Platinum for April delivery soared $32.40 at $1,851.40 an ounce. Earlier, the contract hit an intraday high of $1,852 an ounce.

Severe power shortages in South Africa, the world's second-largest gold producer and the biggest platinum producer, are hindering mining production for the two precious metals.

South Africa's global mining company, AngloGold Ashanti Ltd. said Thursday that the power shortage is estimated to reduce production of gold by approximately 400,000 ounces in 2008, assuming that a sustainable 90 percent power supply is achieved for the remainder of the year.

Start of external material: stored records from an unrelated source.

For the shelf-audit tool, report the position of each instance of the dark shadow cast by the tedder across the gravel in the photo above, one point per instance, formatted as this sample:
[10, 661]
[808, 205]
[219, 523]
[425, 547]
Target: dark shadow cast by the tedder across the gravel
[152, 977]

Analysts said that despite the move of some investors to take profits from record high prices late today, platinum was poised to set new peaks in the coming months.


Gold for April delivery gained $5 to settle at $910 an ounce on the New York Mercantile Exchange, after earlier hitting a high of $915.20. Gold plunged $19.10 on Tuesday to its lowest level in two weeks.

The possibility of a wider or more prolonged loss of production (in South Africa) is adding to gold's turnaround, Jon Nadler, analyst with Kitco Bullion Dealers Montreal, said in a note. Ample above-ground stocks of the metal appear not to be persuasive to speculators at this time.

South African mines produce four-fifths of the world's platinum made slow progress in bringing back production after the state power firm allowed them only limited increases to their electricity consumption.

Spot platinum rose to a high of $1,850, before falling to $1,833/1,838 in late afternoon trade, against $1,810/1,815 in New York late yesterday.

Also on Nymex, March silver surged 22.50 cents at $16.775 an ounce and March palladium rose $5 at $428.45 an ounce. March copper surged 14.50 cents, or more than 4%, at $3.4540 a pound.